Among those with <95% adherence, the proportion suppressed increased over time from 38% in 2001 to 84% in 2010 (Ptrend < 0.001) (Fig. 2A) and did not appreciably differ when restricted to persons who were in follow-up after 2009 or on their first HAART regimen. This increase in viral suppression was observed even among those with 75%–79% adherence (Fig. 2B). Across all years, HAART users had an average of 3 HIV RNA tests per year, and the proportion with sustained viral load increased over time from 77.5% in 2001 to 92.0% in 2010. This trend occurred across regimen types but at different levels (see Figure S3, Supplemental Digital Content, https://links.lww.com/QAI/A671).

F2-17
FIGURE 2:
A, Proportion suppressed among those with <95% adherence (2001–2010). The proportion of person-years suppressing HIV RNA among those with <95% adherence: blue line for all persons, red line for persons who were in follow-up after 2009, and green line for persons on their first HAART regimen. B, Proportion suppressed among those with <95% adherence (2001–2010). The proportion of person-years suppressing HIV RNA among those with <95% adherence by levels of adherence between 75% and 95% divided into 4 groups: blue line for 75%–79%, red line for 80%–84%, green line for 85%–89%, and purple line for 90%–94%.

Minimum Optimal Adherence

Overall, HIV RNA suppression for persons with 90%–94% adherence did not differ from those with ≥95% adherence [odds ratios (ORs): 1.05 (0.91–1.21)] (see Table S2, Supplemental Digital Content, https://links.lww.com/QAI/A671). However, the proportion suppressed among users of an NNRTI-based regimen was higher at all adherence levels compared to that among users of PI-based and INSTI-based regimens (Fig. 3). The significant (P < 0.05) difference in the minimum optimal adherence by regimen type persisted even after adjusting for the propensity for using NNRTIs, and therefore, we used stratified analyses to identify treatment-specific cutoffs. Users of PI-based regimens were less likely to suppress virus if <95% adherent compared to ≥95% adherent [eg, 90%–94% adherence, OR: 0.88 (0.77–0.99)] (Fig. 4).

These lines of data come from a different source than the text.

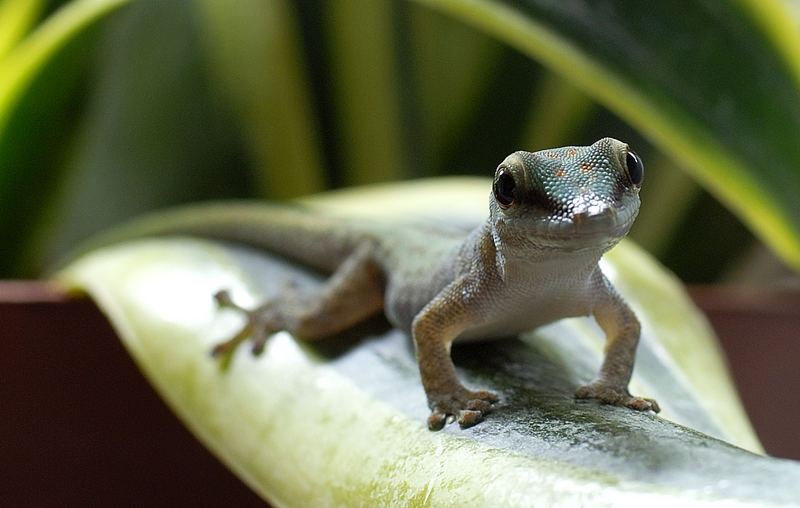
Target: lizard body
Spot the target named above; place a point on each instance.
(552, 215)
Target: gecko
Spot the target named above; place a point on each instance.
(552, 215)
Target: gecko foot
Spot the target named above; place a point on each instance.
(256, 329)
(616, 396)
(468, 406)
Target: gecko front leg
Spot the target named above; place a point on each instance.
(434, 329)
(353, 293)
(622, 331)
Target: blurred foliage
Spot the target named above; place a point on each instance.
(110, 108)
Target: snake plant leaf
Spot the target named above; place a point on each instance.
(341, 422)
(714, 84)
(36, 76)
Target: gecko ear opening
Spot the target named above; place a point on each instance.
(635, 167)
(504, 188)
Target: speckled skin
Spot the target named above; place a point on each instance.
(552, 215)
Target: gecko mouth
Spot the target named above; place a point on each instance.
(598, 227)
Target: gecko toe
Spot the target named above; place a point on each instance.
(437, 420)
(468, 406)
(468, 418)
(616, 396)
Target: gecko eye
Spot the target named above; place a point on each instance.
(635, 167)
(503, 188)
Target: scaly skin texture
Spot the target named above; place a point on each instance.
(552, 215)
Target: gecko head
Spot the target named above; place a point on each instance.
(568, 199)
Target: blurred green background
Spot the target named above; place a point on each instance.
(112, 108)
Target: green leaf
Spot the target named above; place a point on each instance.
(342, 422)
(16, 17)
(702, 80)
(36, 78)
(255, 53)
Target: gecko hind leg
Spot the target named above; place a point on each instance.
(353, 293)
(256, 329)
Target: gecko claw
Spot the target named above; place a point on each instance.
(617, 397)
(257, 329)
(469, 406)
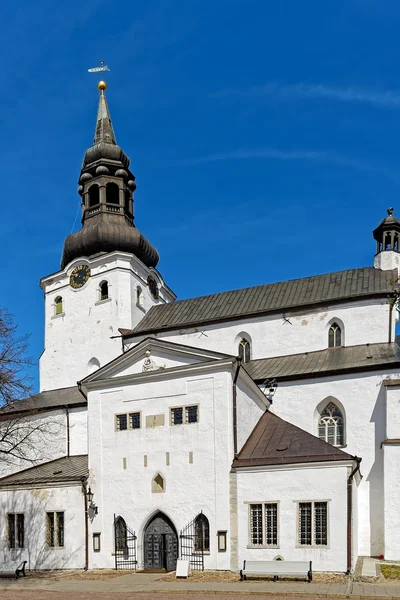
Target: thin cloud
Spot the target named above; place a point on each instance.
(289, 155)
(382, 99)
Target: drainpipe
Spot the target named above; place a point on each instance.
(234, 405)
(68, 433)
(350, 512)
(84, 492)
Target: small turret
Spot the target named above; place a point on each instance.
(387, 236)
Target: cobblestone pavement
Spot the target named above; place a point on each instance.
(51, 595)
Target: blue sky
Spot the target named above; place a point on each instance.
(264, 135)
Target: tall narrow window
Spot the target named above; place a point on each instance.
(264, 524)
(55, 529)
(313, 524)
(201, 533)
(139, 296)
(120, 534)
(112, 193)
(16, 530)
(244, 350)
(335, 336)
(58, 304)
(331, 425)
(94, 195)
(104, 290)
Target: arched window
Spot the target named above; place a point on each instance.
(120, 534)
(112, 193)
(201, 533)
(334, 336)
(103, 290)
(331, 425)
(58, 305)
(244, 350)
(94, 195)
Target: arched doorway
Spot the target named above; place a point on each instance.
(160, 544)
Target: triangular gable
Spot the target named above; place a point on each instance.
(274, 441)
(153, 355)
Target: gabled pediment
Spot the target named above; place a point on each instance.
(152, 355)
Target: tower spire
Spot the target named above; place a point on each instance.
(107, 185)
(104, 130)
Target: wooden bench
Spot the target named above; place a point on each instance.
(20, 570)
(276, 568)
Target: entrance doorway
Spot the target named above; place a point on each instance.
(160, 544)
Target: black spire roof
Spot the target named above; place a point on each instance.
(106, 187)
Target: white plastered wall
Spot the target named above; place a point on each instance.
(288, 486)
(363, 398)
(86, 333)
(34, 503)
(199, 455)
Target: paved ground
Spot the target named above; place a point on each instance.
(146, 586)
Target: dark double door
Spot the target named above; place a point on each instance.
(160, 544)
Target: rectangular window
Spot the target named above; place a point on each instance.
(134, 420)
(191, 414)
(264, 524)
(55, 529)
(313, 523)
(184, 414)
(16, 530)
(96, 542)
(122, 422)
(176, 416)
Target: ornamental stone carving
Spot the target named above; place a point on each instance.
(150, 365)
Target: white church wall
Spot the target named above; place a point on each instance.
(47, 440)
(363, 399)
(78, 435)
(391, 495)
(364, 322)
(195, 470)
(249, 410)
(72, 338)
(34, 503)
(288, 486)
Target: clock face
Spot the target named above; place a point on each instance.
(79, 276)
(153, 286)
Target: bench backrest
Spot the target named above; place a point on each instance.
(278, 566)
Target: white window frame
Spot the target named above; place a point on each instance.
(264, 503)
(55, 514)
(184, 415)
(313, 544)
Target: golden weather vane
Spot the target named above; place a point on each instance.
(102, 67)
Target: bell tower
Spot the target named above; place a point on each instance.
(387, 237)
(108, 278)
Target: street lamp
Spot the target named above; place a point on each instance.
(268, 388)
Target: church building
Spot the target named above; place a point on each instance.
(257, 424)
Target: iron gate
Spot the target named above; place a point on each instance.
(192, 546)
(124, 545)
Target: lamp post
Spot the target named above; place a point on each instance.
(89, 496)
(268, 388)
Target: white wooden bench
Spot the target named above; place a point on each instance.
(276, 568)
(20, 570)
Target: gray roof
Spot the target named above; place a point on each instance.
(270, 298)
(47, 400)
(62, 470)
(274, 441)
(365, 357)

Conversely, among NNRTI users, the odds of HIV RNA suppression at adherence levels as low as 85% did not significantly differ compared to that with ≥95% adherence [OR: multi-pill users: 0.82 (0.64–1.04), single-pill users: 0.88 (0.69–1.11)]. There were no differences in the proportions virally suppressed in NNRTI users with 90%–94% adherence compared to ≥95% adherence [OR: 1.10 (0.89–1.36)].

F3-17
FIGURE 3:
Proportion suppressed by adherence category (2006–2010). The proportion suppressing HIV RNA by levels of adherence in the current HAART era. The HAART regimens can be identified as green line for NNRTI-based single pill, light blue line for NNRTI-based multi-pill, red line for PI-based regimen, purple line for INSTI-based regimen, and black line for all persons. The HAART regimen is the most frequently refilled regimen for each person-year. INSTI-based regimen use is 2008–2010.
F4-17
FIGURE 4:
ORs and 95% confidence interval (CI) of HIV RNA suppression by adherence category (2006–2010). The dots in the forest plot represent the OR estimates, and the bars represent the 95% CI. The ORs come from a repeated-measures logistic regression model with viral load suppression as outcome and adherence levels as exposure, adjusted for age, race, alcohol abuse, major depression, drug abuse, geographical location, and time since first HAART initiation. The size of the dots represents the sample size of the exposure category. The HAART regimens can be identified as green triangle for PI-based regimen, red square for NNRTI-based single-pill regimen, and blue diamond for NNRTI-based multi-pill regimen. The HAART regimen is the most frequently refilled regimen for each person-year. INSTI-based regimen use is 2008–2010; 48,308 person-years were used for this analysis.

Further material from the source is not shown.